Le token est l'unité élémentaire de texte qu'un modèle de langage traite en entrée et produit en sortie. Selon les modèles, un token peut correspondre à un mot entier, un fragment de mot, un caractère ou un signe de ponctuation. 

Les modèles de langage ne lisent pas le texte tel quel : ils le découpent en tokens, convertissent chaque token en identifiant numérique, puis travaillent sur la base de ces identifiants.

Pourquoi les modèles de langage utilisent-ils des tokens ?

Les modèles de langage sont des réseaux de neurones, et les réseaux de neurones ne peuvent manipuler que des nombres. Ils ne peuvent pas traiter directement du texte brut : ni lettres, ni mots, ni phrases. 

Pour qu'un modèle puisse lire une question et générer une réponse, il faut d'abord convertir le texte en données numériques. Le token est donc cette unité intermédiaire : le texte est découpé en tokens, chaque token est associé à un identifiant numérique, et c'est cette suite de nombres que le modèle traite. À la sortie, le processus inverse reconvertit les tokens en texte lisible par l’utilisateur.

Le concept de token n'est pas né avec l'IA générative.

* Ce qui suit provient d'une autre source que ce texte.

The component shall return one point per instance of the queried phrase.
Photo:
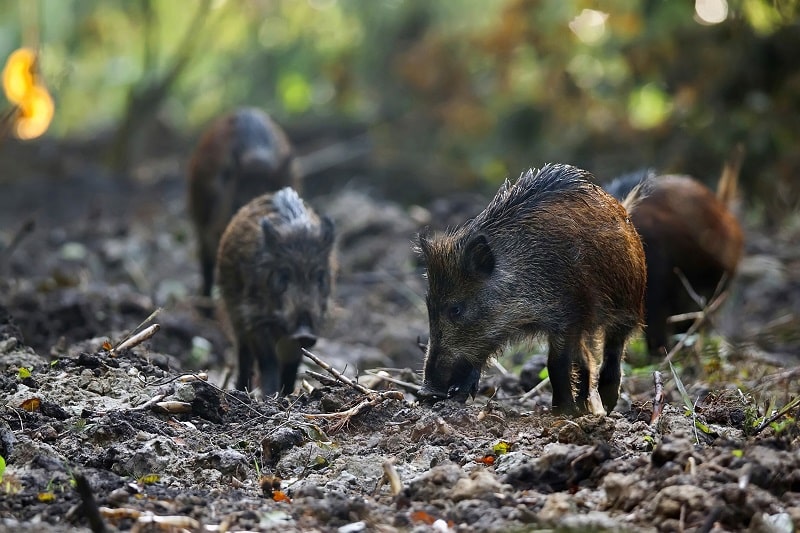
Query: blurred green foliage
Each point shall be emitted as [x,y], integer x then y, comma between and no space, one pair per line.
[456,93]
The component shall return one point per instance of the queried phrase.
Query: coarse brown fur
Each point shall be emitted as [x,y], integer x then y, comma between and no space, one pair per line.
[240,156]
[275,271]
[552,254]
[686,230]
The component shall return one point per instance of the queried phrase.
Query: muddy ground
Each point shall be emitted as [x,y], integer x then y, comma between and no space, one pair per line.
[162,451]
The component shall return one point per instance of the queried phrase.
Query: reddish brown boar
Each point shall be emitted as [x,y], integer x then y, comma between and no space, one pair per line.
[552,254]
[241,155]
[275,271]
[685,228]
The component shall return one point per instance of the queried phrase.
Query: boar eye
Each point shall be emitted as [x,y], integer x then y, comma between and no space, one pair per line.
[455,311]
[279,280]
[321,278]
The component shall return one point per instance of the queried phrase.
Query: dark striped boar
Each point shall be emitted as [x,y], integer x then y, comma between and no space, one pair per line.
[552,254]
[685,228]
[275,273]
[240,156]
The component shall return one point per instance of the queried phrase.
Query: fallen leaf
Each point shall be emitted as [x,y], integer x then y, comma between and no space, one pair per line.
[31,404]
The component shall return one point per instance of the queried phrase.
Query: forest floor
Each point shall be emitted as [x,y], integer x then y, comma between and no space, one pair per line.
[164,451]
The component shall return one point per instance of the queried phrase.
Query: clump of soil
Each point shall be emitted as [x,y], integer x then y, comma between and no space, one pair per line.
[159,447]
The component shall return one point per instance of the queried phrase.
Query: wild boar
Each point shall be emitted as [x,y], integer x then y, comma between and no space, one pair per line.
[552,254]
[240,156]
[275,272]
[686,230]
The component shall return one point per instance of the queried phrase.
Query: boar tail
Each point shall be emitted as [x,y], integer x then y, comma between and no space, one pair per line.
[728,186]
[637,194]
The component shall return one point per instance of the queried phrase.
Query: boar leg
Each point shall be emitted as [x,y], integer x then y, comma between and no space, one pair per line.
[610,375]
[268,369]
[244,379]
[207,269]
[656,320]
[564,352]
[289,356]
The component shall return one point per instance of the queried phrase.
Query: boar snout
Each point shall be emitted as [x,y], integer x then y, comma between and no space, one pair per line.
[463,382]
[304,332]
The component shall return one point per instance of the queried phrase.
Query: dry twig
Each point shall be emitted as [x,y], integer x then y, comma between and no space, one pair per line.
[658,399]
[336,374]
[413,387]
[372,398]
[136,340]
[539,386]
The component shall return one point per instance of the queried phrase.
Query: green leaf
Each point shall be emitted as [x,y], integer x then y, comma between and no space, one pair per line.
[502,447]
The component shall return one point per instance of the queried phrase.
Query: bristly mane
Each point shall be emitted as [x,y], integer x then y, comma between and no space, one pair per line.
[621,186]
[533,189]
[290,208]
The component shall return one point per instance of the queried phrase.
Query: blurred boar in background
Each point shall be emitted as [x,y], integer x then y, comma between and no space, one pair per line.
[275,272]
[241,155]
[552,254]
[687,231]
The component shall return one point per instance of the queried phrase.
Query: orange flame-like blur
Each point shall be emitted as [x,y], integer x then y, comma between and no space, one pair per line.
[22,86]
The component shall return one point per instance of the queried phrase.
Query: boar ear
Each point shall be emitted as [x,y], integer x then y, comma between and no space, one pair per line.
[423,245]
[327,231]
[478,256]
[271,236]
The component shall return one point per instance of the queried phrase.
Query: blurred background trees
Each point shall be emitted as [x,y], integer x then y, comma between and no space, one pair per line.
[456,94]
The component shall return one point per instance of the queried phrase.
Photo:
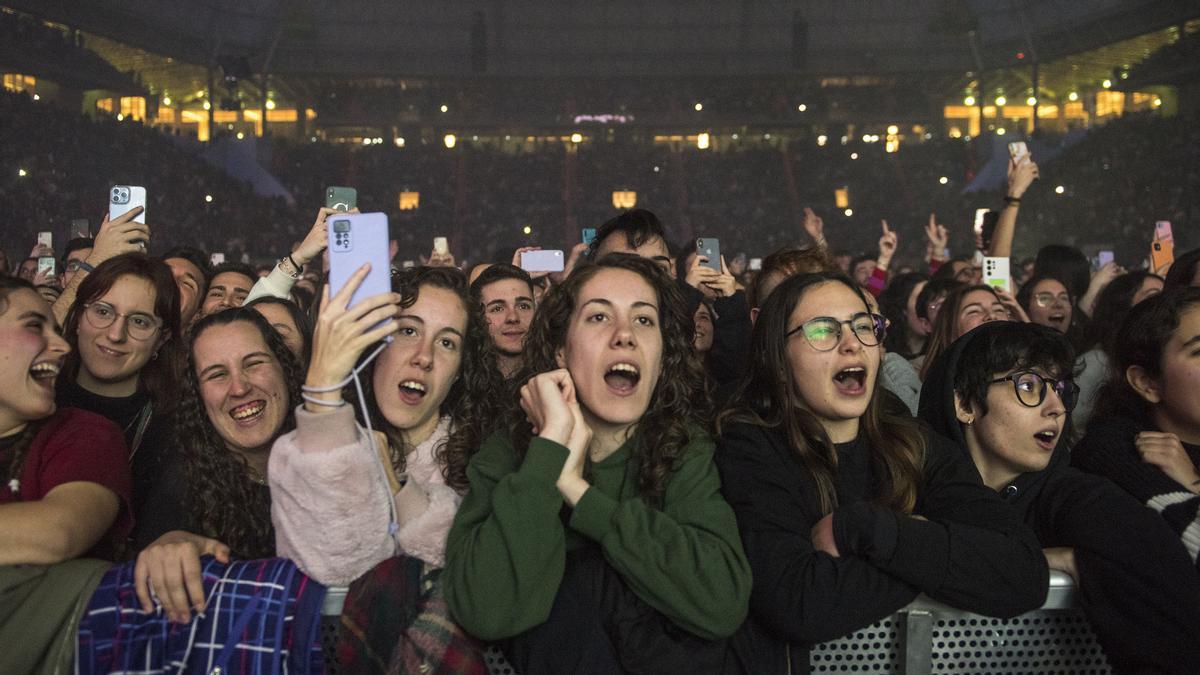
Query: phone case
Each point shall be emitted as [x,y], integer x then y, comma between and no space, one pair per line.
[709,248]
[996,273]
[124,197]
[355,239]
[543,261]
[341,198]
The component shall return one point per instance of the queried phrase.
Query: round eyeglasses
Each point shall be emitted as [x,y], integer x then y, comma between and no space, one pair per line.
[1031,388]
[825,332]
[139,326]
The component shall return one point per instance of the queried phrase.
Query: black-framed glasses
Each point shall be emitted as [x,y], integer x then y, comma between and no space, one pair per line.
[825,332]
[1031,388]
[139,326]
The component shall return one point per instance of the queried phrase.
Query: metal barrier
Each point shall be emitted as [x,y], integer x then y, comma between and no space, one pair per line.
[924,638]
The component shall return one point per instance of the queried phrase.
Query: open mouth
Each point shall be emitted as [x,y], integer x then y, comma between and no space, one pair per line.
[851,381]
[1047,438]
[249,412]
[622,378]
[412,392]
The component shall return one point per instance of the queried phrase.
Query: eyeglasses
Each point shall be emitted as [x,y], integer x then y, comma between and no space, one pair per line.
[1031,388]
[825,332]
[102,315]
[1045,299]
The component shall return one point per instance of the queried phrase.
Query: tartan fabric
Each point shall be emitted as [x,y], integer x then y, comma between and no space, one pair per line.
[281,633]
[396,620]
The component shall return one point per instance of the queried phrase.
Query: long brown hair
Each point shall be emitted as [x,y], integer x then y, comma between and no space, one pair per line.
[768,396]
[679,401]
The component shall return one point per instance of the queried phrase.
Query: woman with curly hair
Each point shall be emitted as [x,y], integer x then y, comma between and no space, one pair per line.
[337,509]
[239,388]
[847,511]
[593,536]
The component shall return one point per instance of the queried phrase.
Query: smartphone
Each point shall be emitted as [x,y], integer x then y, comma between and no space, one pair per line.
[1162,254]
[709,248]
[124,197]
[981,215]
[1018,150]
[46,263]
[543,261]
[996,274]
[355,239]
[341,198]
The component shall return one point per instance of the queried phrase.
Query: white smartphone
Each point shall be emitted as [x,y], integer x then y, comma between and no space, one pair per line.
[124,197]
[543,261]
[996,274]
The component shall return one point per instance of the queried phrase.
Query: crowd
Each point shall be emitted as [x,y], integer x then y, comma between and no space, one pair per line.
[651,461]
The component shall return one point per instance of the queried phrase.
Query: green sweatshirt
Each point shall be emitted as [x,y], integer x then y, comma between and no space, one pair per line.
[507,549]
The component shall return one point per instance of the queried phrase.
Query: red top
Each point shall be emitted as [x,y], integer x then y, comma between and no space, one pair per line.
[75,446]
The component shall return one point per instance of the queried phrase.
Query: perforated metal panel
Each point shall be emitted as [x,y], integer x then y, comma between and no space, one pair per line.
[1045,641]
[875,649]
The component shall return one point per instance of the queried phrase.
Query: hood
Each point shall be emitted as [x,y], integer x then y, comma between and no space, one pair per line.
[936,408]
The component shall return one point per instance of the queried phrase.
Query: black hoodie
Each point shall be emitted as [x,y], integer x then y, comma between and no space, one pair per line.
[1137,585]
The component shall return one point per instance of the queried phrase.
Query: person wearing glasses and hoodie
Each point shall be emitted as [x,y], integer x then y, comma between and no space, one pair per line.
[1003,393]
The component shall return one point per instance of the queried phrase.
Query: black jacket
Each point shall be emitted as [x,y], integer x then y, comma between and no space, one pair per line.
[971,553]
[1137,584]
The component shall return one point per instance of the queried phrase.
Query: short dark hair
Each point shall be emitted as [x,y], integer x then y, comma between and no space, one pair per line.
[637,225]
[498,272]
[1007,346]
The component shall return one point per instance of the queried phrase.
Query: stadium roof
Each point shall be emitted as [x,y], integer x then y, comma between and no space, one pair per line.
[616,37]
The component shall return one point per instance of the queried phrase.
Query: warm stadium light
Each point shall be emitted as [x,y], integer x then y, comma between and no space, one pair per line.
[624,198]
[409,201]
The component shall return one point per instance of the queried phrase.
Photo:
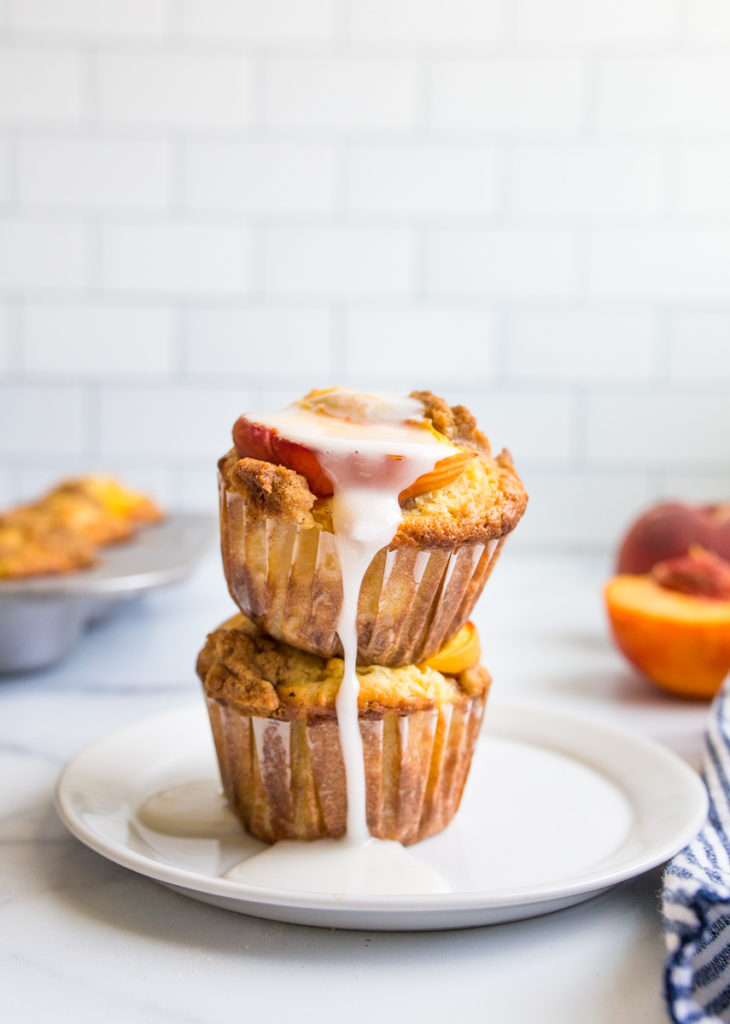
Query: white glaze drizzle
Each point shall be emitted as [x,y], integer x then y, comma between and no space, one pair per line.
[370,462]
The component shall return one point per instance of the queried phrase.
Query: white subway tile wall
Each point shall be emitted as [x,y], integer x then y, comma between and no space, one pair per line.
[208,206]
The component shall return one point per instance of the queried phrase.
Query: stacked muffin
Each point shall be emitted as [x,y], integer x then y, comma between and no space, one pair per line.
[271,674]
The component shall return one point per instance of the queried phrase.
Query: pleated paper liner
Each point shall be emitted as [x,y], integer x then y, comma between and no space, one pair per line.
[287,779]
[287,579]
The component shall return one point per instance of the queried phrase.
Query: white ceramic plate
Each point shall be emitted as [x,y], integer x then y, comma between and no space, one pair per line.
[557,809]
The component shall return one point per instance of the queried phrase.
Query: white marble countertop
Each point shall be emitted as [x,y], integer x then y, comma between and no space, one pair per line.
[82,939]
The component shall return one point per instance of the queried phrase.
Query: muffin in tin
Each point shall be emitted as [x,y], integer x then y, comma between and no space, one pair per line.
[283,569]
[272,714]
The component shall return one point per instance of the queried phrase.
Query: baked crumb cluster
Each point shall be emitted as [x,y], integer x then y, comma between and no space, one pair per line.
[245,667]
[484,502]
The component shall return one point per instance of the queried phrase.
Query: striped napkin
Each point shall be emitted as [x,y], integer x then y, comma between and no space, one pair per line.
[696,894]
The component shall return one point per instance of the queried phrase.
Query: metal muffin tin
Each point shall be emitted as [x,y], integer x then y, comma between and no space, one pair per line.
[42,617]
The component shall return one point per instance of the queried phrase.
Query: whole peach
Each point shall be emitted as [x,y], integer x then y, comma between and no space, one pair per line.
[670,529]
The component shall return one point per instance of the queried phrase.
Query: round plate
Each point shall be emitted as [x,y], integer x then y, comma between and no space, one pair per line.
[557,808]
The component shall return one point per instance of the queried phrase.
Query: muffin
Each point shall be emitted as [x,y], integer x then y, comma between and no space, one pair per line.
[280,552]
[272,714]
[60,532]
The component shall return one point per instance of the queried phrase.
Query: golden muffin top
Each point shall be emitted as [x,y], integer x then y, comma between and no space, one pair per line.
[61,531]
[480,500]
[243,666]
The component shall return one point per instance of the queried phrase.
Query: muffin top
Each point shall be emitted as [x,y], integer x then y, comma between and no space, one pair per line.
[60,531]
[469,497]
[244,667]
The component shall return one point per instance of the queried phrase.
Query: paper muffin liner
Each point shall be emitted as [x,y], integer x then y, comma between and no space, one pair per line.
[287,779]
[287,580]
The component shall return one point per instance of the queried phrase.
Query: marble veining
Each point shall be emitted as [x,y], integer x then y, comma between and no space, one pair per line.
[82,939]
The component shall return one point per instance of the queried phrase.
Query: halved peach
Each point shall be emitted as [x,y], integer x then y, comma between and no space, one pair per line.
[680,641]
[461,652]
[255,440]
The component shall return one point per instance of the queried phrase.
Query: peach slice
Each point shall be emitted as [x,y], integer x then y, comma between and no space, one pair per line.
[680,641]
[443,473]
[254,440]
[461,652]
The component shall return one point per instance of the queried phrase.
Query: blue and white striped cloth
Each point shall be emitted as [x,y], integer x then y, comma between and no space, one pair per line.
[696,894]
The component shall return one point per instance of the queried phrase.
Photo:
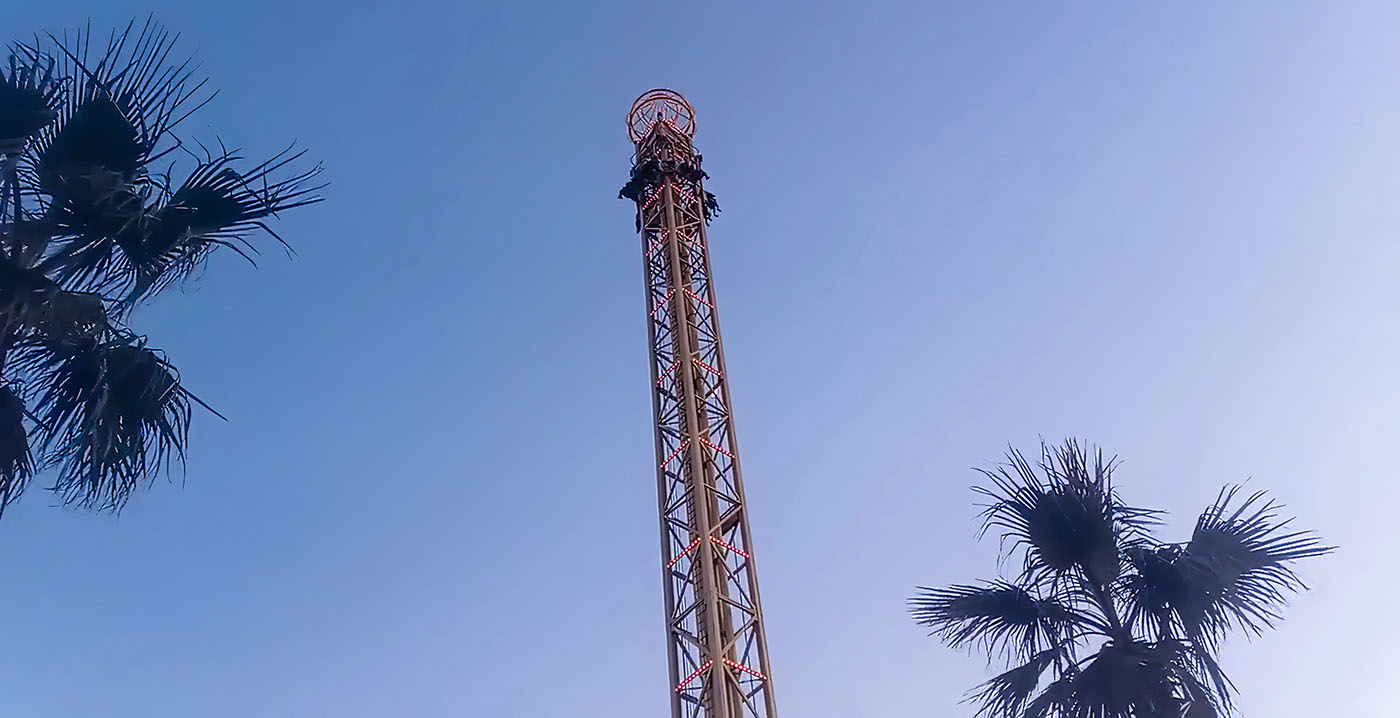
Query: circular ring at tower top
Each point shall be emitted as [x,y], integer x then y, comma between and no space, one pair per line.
[660,105]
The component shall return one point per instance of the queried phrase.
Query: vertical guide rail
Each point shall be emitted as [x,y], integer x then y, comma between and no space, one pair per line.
[716,644]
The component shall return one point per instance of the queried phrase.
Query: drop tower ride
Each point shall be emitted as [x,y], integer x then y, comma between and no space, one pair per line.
[716,645]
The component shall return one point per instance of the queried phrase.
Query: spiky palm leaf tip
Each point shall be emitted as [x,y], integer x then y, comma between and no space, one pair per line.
[1103,620]
[88,228]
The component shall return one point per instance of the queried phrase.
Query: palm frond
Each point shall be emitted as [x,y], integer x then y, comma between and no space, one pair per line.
[996,616]
[1007,694]
[1239,566]
[30,94]
[91,161]
[16,461]
[216,206]
[1064,517]
[112,417]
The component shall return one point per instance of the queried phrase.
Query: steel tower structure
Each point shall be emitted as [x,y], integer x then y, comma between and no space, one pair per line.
[716,644]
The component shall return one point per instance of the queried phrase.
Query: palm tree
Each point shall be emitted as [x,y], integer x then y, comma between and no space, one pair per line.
[1103,620]
[102,206]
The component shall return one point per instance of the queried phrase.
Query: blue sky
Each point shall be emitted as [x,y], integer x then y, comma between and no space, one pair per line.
[1169,228]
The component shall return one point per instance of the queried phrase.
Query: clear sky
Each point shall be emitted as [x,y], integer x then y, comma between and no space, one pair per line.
[1165,227]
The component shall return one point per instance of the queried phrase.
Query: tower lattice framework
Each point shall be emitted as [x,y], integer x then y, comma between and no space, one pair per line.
[716,643]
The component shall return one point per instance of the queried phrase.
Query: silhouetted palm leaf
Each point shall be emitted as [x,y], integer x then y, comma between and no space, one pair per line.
[1007,694]
[28,98]
[114,414]
[16,461]
[1241,563]
[87,230]
[996,616]
[1147,616]
[1066,518]
[216,206]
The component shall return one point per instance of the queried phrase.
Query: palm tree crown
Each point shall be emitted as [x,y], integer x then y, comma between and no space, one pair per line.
[1102,619]
[102,207]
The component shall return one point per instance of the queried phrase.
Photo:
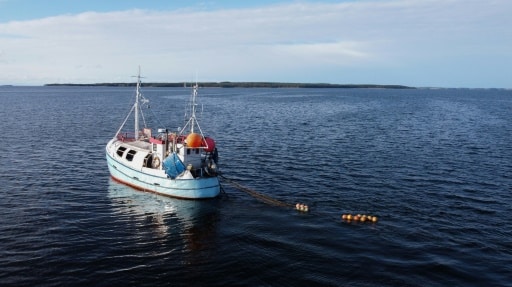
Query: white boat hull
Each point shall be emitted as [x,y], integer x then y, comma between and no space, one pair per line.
[199,188]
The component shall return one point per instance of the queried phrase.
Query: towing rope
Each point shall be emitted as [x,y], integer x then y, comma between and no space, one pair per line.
[265,198]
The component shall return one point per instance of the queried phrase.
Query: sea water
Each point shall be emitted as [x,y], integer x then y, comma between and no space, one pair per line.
[435,167]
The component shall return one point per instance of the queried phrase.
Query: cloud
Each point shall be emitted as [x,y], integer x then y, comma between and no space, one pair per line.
[270,43]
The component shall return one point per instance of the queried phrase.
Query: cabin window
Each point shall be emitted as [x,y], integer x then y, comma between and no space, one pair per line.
[148,160]
[120,151]
[130,154]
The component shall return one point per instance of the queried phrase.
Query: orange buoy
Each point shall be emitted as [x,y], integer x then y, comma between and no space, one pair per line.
[194,140]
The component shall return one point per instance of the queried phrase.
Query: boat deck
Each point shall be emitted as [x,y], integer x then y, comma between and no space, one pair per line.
[139,144]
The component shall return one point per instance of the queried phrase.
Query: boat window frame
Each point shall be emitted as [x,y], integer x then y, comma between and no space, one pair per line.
[130,154]
[121,150]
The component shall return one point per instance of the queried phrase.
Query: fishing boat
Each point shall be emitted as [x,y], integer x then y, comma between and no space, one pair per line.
[181,164]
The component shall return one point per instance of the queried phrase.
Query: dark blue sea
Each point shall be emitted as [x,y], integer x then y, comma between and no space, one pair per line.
[435,167]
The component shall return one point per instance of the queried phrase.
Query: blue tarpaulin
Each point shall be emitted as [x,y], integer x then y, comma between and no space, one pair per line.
[173,165]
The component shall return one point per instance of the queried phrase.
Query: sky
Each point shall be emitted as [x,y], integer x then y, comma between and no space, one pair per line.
[420,43]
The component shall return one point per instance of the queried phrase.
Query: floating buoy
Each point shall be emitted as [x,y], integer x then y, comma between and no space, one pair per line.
[301,207]
[194,140]
[359,218]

Il existe en informatique depuis les années 1960, où il désignait déjà une unité élémentaire dans l'analyse des langages de programmation (les compilateurs découpent le code source en tokens pour l'interpréter). Aujourd'hui, le terme recouvre plusieurs usages :

  • Analyse syntaxique : dans les compilateurs et les interpréteurs, le token est l'unité de base du code source (mot-clé, variable, opérateur) ;
  • Authentification web : les tokens d'accès (JWT, OAuth) sont des chaînes de caractères qui permettent d'identifier un utilisateur ou une session sans transmettre de mot de passe ;
  • Cryptomonnaies : un token désigne un actif numérique émis sur une blockchain existante (à distinguer des « coins » comme le Bitcoin ou l'Ethereum) ;
  • Modèles de langage : le token est l'unité de traitement du texte, qui sert à la fois d'entrée et de sortie du modèle IA.

Comprendre le concept de token pour améliorer votre usage de l'IA

Le token reste l'unité de mesure fondamentale qui détermine les capacités et les limites de tous les modèles de langage. Les plafonds d'utilisation, les erreurs de traitement sur les documents longs, les écarts de tarification entre forfaits : tout cela découle directement du fonctionnement par tokens. Comprendre cette notion, c’est optimiser l’usage de l’IA pour des réponses pertinentes à moindre coût : 

  • Décrypter les grilles tarifaires des API : les API des modèles de langage facturent au nombre de tokens traités, en distinguant les tokens d'entrée (votre prompt) et les tokens de sortie (la réponse générée). Un prompt verbeux avec beaucoup de contexte coûtera logiquement plus cher qu'un prompt concis. Les entreprises qui intègrent l'IA dans leurs outils métier ont intérêt à rédiger des prompts efficaces pour maîtriser leur facture ;
  • Travailler avec des documents optimisés : les documents au format « .txt » consomment moins de tokens que les fichiers « .docx » et les « .pdf ». Dans l’idéal, il faudra convertir et nettoyer tous les documents en conséquence. Cette discipline devient importante lorsque l'usage s'intensifie ou que les requêtes sont automatisées ;
  • Adapter sa pratique au français : les outils de traitement des tokens ont été majoritairement entraînés sur des corpus anglophones. Un texte en français consommera en moyenne 15 à 20 % de tokens de plus que sa traduction en anglais. Pour compenser, privilégiez des formulations directes, évitez les périphrases et allez à l'essentiel dans vos prompts.

💡 Ordre de grandeur pour estimer les tokens

En anglais, un token correspond en moyenne à 4 caractères (ou 0,75 mot). En français, le ratio est moins favorable : comptez environ 1 token pour 3 caractères. Un texte de 1 000 mots en français représente donc entre 1 300 et 1 500 tokens selon le vocabulaire utilisé. OpenAI met à disposition un outil gratuit (platform.openai.com/tokenizer) qui permet de coller un texte et de visualiser son découpage en tokens… ce qui est pratique pour estimer le coût d'une requête API avant de l'envoyer sur ChatGPT.